MVD ID Requirements Questioned
A temporary restraining order was filed against the New Mexico Motor Vehicle Division requesting that the agency suspend its practice of illegally denying driver's licenses and state IDs to eligible residents.
According to a press release from the New Mexico Coalition to End Homelessness and Somos Un Pueblo Unido, a temporary restraining order was filed in state district court against the New Mexico Taxation and Revenue Department and the Motor Vehicles Division last week. The order requests that the MVD stop denying ID applications to eligible residents until a class action lawsuit filed earlier this year is resolved.
The two groups filed the lawsuit against the MVD in January, claiming the department failed to implement a state law set in place in 2016 which gave residents the option of applying for a second-tier license instead of the federally-approved Real ID compliant driver's license.

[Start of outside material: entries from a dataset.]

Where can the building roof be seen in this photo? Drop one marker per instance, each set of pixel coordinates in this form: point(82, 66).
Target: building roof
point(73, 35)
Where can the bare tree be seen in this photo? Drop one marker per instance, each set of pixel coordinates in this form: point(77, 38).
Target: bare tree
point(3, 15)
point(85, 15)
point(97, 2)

The optional identification cards—a driver’s authorization card and state ID that does not meet federal standards—were made available to non-citizens or those who were unable to comply with Real ID requirements. However, the suit filed in January claimed that MVD employees were asking for more documentation than is required by the new law, including a social security card.
If granted, the injunction will force MVD to halt the observance of “illegal regulations,” notify all residents who were denied a card in writing of the reason for their denial and record and preserve the name and mailing address of anyone whose application is denied.